Integrations

Integrations #

Offline Twitter data is stored in a simple and transparent way. The twitter.db file is meant to be looked at. The cool part of data ownership is being able to do what you want with it.

Example: Tweet-posting histogram #

Here’s a Python script which will use PyPlot to create a histogram of what time-of-day a user most frequently sends tweets.

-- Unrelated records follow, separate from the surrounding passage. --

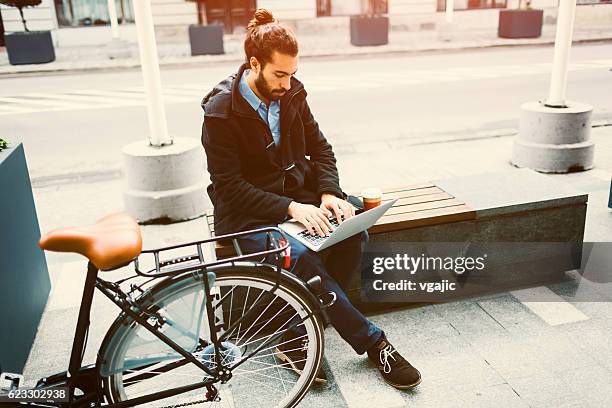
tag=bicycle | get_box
[0,212,335,408]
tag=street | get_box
[1,42,611,181]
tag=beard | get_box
[254,70,287,102]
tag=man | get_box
[200,8,421,390]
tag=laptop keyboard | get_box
[297,216,342,246]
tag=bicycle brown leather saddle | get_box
[38,212,142,271]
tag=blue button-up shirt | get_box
[239,69,281,146]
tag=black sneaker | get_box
[275,332,327,384]
[367,334,421,389]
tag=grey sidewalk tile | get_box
[554,364,612,408]
[402,382,529,408]
[410,338,506,389]
[547,270,612,303]
[368,304,508,390]
[475,294,554,335]
[506,374,588,408]
[298,358,349,408]
[401,380,466,408]
[323,329,407,408]
[460,383,529,408]
[367,305,461,345]
[21,307,79,387]
[523,331,599,375]
[431,300,509,342]
[553,320,612,373]
[34,178,125,236]
[464,334,552,380]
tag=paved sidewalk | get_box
[20,125,612,406]
[1,23,612,76]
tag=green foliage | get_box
[0,0,42,7]
[0,138,9,152]
[0,0,42,31]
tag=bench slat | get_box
[383,197,464,216]
[215,242,239,259]
[381,182,435,194]
[370,204,475,234]
[386,192,454,211]
[381,186,446,201]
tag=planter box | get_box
[350,15,389,46]
[5,31,55,65]
[498,9,543,39]
[0,139,51,373]
[188,24,224,56]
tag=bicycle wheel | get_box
[99,263,325,408]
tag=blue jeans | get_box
[238,225,382,355]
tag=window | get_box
[437,0,507,11]
[54,0,134,27]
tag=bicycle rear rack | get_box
[133,226,290,278]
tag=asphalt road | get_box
[1,42,611,181]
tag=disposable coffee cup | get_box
[361,188,382,210]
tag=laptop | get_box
[279,198,397,252]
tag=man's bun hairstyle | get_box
[247,8,277,29]
[244,8,298,68]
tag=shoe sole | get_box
[275,347,327,384]
[382,373,422,390]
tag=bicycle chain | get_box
[158,398,212,408]
[157,385,220,408]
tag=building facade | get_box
[1,0,611,48]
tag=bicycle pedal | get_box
[0,372,23,390]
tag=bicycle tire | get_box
[98,262,325,408]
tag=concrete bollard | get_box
[123,137,208,223]
[511,101,594,173]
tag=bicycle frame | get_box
[17,226,329,408]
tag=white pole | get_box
[132,0,171,146]
[445,0,454,24]
[107,0,119,39]
[546,0,577,107]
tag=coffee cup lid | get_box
[361,188,382,199]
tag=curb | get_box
[1,36,611,78]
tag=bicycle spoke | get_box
[105,270,322,408]
[235,322,305,351]
[236,359,307,375]
[240,302,290,347]
[233,312,300,361]
[233,288,268,344]
[234,286,252,342]
[225,285,236,335]
[232,368,296,394]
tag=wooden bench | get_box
[203,169,587,312]
[205,181,476,258]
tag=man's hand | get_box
[288,201,334,237]
[320,193,355,224]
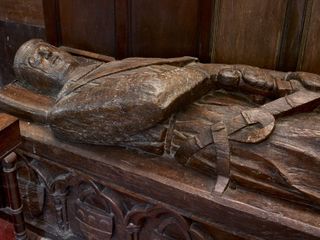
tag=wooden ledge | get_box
[0,84,54,124]
[0,113,20,159]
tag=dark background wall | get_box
[1,0,320,86]
[0,0,45,86]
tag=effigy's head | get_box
[14,39,78,96]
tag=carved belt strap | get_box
[213,90,320,194]
[228,90,320,144]
[228,109,275,143]
[211,122,230,194]
[212,108,275,194]
[261,90,320,117]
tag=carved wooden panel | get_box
[16,155,235,240]
[2,0,320,86]
[43,0,212,61]
[212,0,288,69]
[41,0,320,74]
[58,0,116,56]
[11,120,320,240]
[130,0,199,58]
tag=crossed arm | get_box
[214,65,320,98]
[190,63,320,143]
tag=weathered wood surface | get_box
[1,39,319,210]
[0,84,53,123]
[1,39,320,239]
[16,121,320,240]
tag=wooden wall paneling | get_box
[298,0,320,74]
[130,0,200,58]
[58,0,116,56]
[42,0,213,60]
[0,0,44,26]
[42,0,61,46]
[277,0,308,72]
[41,0,320,71]
[211,0,288,69]
[115,0,129,59]
[198,0,213,62]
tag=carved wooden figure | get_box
[0,39,320,239]
[1,39,320,201]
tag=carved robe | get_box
[2,39,320,207]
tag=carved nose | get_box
[39,50,52,60]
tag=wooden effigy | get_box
[0,39,319,239]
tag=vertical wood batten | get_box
[42,0,61,46]
[198,0,213,62]
[210,0,221,63]
[277,0,309,72]
[115,0,130,59]
[297,0,320,74]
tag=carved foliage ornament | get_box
[75,180,214,240]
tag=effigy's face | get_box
[27,43,75,78]
[14,39,79,95]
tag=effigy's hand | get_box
[216,66,320,99]
[216,66,285,99]
[241,68,276,96]
[285,72,320,92]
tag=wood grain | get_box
[0,0,44,26]
[298,0,320,74]
[198,0,213,62]
[41,0,320,73]
[130,0,200,58]
[17,121,320,240]
[212,0,288,69]
[0,113,20,159]
[115,0,129,59]
[58,0,116,56]
[42,0,61,46]
[277,0,308,71]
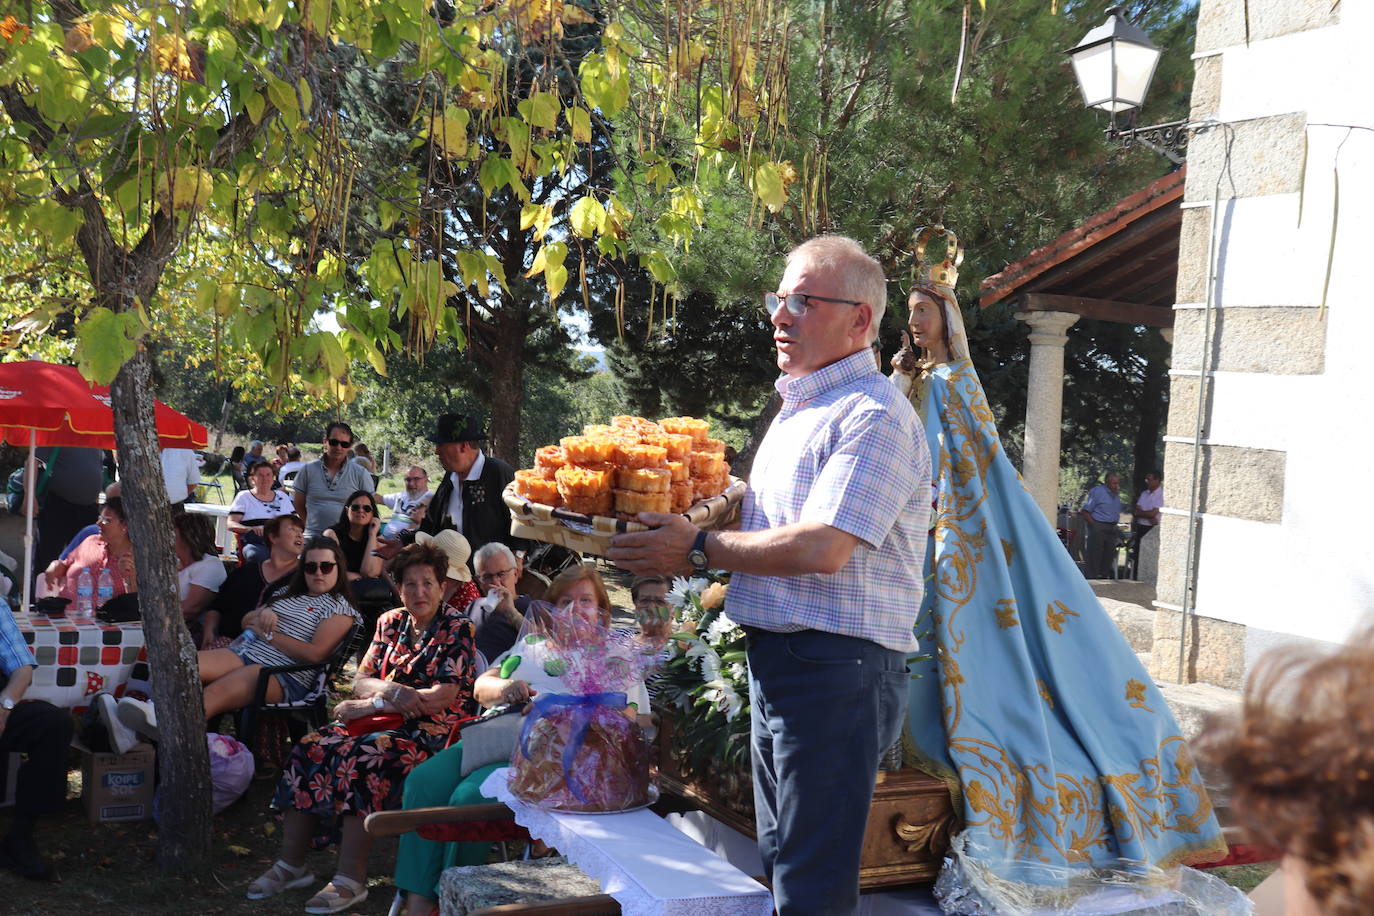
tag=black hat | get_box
[428,413,487,444]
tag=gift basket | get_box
[507,602,668,813]
[504,415,745,556]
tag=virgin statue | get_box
[891,228,1237,914]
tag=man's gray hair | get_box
[473,541,516,569]
[786,235,887,344]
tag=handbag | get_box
[343,713,404,736]
[458,703,527,777]
[6,449,58,514]
[344,648,405,736]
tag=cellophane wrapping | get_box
[508,602,668,812]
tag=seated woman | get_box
[175,512,229,649]
[246,542,478,914]
[392,564,651,916]
[324,490,383,581]
[208,514,304,643]
[414,529,480,613]
[44,497,135,603]
[228,459,295,563]
[109,537,362,751]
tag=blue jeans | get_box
[746,627,908,916]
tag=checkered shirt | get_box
[0,608,36,680]
[726,349,932,652]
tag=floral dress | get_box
[272,604,477,819]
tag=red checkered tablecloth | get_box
[15,613,150,711]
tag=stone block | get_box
[1153,510,1195,609]
[1195,0,1339,54]
[1171,307,1327,374]
[1174,207,1212,304]
[1157,681,1241,743]
[1165,375,1213,444]
[1162,441,1285,524]
[1184,113,1307,203]
[1150,606,1248,689]
[1099,596,1156,653]
[1189,55,1223,122]
[439,858,602,916]
[1137,523,1160,585]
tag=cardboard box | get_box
[80,742,155,823]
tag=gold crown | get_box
[912,226,963,290]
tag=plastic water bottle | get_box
[75,568,94,618]
[96,568,115,609]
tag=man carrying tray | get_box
[609,235,931,916]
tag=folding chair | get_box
[237,622,365,750]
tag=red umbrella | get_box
[0,361,209,609]
[0,360,207,448]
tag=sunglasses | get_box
[762,291,863,318]
[348,503,375,514]
[303,561,337,574]
[328,437,353,448]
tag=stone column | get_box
[1014,309,1079,524]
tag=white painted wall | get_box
[1177,1,1374,646]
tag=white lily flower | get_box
[667,575,710,608]
[704,611,739,644]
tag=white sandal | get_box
[303,874,369,914]
[246,859,314,899]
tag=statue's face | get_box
[907,290,945,351]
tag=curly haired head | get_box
[1196,628,1374,915]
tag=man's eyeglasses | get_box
[327,437,353,449]
[348,503,374,514]
[404,476,425,483]
[762,291,863,318]
[303,561,337,574]
[478,567,515,585]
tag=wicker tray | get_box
[503,477,746,556]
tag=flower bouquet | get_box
[650,575,755,815]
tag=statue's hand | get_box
[891,329,919,375]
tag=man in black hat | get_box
[416,413,519,556]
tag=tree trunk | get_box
[486,303,527,467]
[733,391,782,481]
[111,349,214,872]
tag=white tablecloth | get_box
[482,768,774,916]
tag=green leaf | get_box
[477,156,529,202]
[243,90,263,124]
[568,195,606,237]
[517,91,560,130]
[75,307,139,384]
[752,161,787,213]
[568,106,592,143]
[543,242,568,301]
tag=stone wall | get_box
[1157,0,1372,678]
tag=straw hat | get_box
[415,529,472,582]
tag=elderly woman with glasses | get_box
[247,542,478,914]
[43,496,136,602]
[389,564,655,916]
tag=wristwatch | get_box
[0,696,15,711]
[371,695,386,711]
[687,529,710,573]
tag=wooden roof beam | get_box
[1021,293,1174,327]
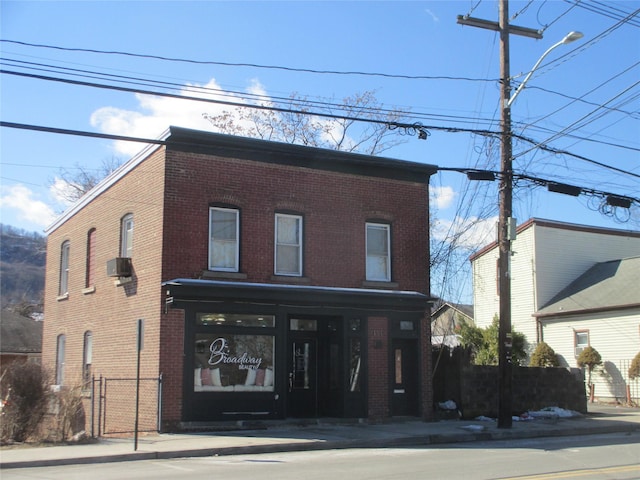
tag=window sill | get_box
[362,281,399,289]
[82,286,96,295]
[56,293,69,301]
[201,270,248,280]
[271,275,310,284]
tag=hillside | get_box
[0,224,46,312]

It loads all the tweets from that user since January 1st, 2024, groups them into 30-minute buckets, and plots them in a bar chart.

import sys
from datetime import datetime
from matplotlib import pyplot
import sqlite3

# Composability: Offline Twitter uses SQLite, which is very composable!
db = sqlite3.connect("file:twitter.db?mode=ro")

if len(sys.argv) > 1:
	user = sys.argv[1]
else:
	user = "elonmusk"

c = db.cursor()
c.execute('''
	select posted_at from tweets
	 where user_id = (select id from users where handle like "{}")
	   and posted_at > strftime("%s", "2024-01-01")
'''.format(user))

buckets = [0] * 24 * 2 # Every 30 mins

# Create histogram data
for result in c.fetchall():
	timestamp = result[0] / 1000 # timestamps are in milliseconds
	if timestamp < 0: continue # Remove any missing data
	dt = datetime.fromtimestamp(timestamp)
	bucket = 2 * dt.hour + (dt.minute > 30)
	buckets[bucket] += 1

# Format buckets as 0 => "12:00 am", 1 => "1:00 am", etc
bucket_labels = [
	datetime(2024, 1, 1, b//2, 30 * (b % 2)).strftime("%l:%M %p")
	for b in range(len(buckets))
]

# Plot a bar chart
pyplot.bar(bucket_labels, buckets)
pyplot.title(f"{user} tweeting times")
pyplot.ylabel("Tweets")
pyplot.xlabel("Time of day")
pyplot.xticks(rotation=60)
pyplot.show()

Here is the histogram for @yacineMTB:

python histogram.py yacineMTB

@yacineMTB&rsquo;s tweeting times (click to expand)

Since I am currently on the Pacific coast (PST), and @yacineMTB starts tweeting around 5am-6am and drops off around 9pm, I infer that he probably lives somewhere in the EST time zone.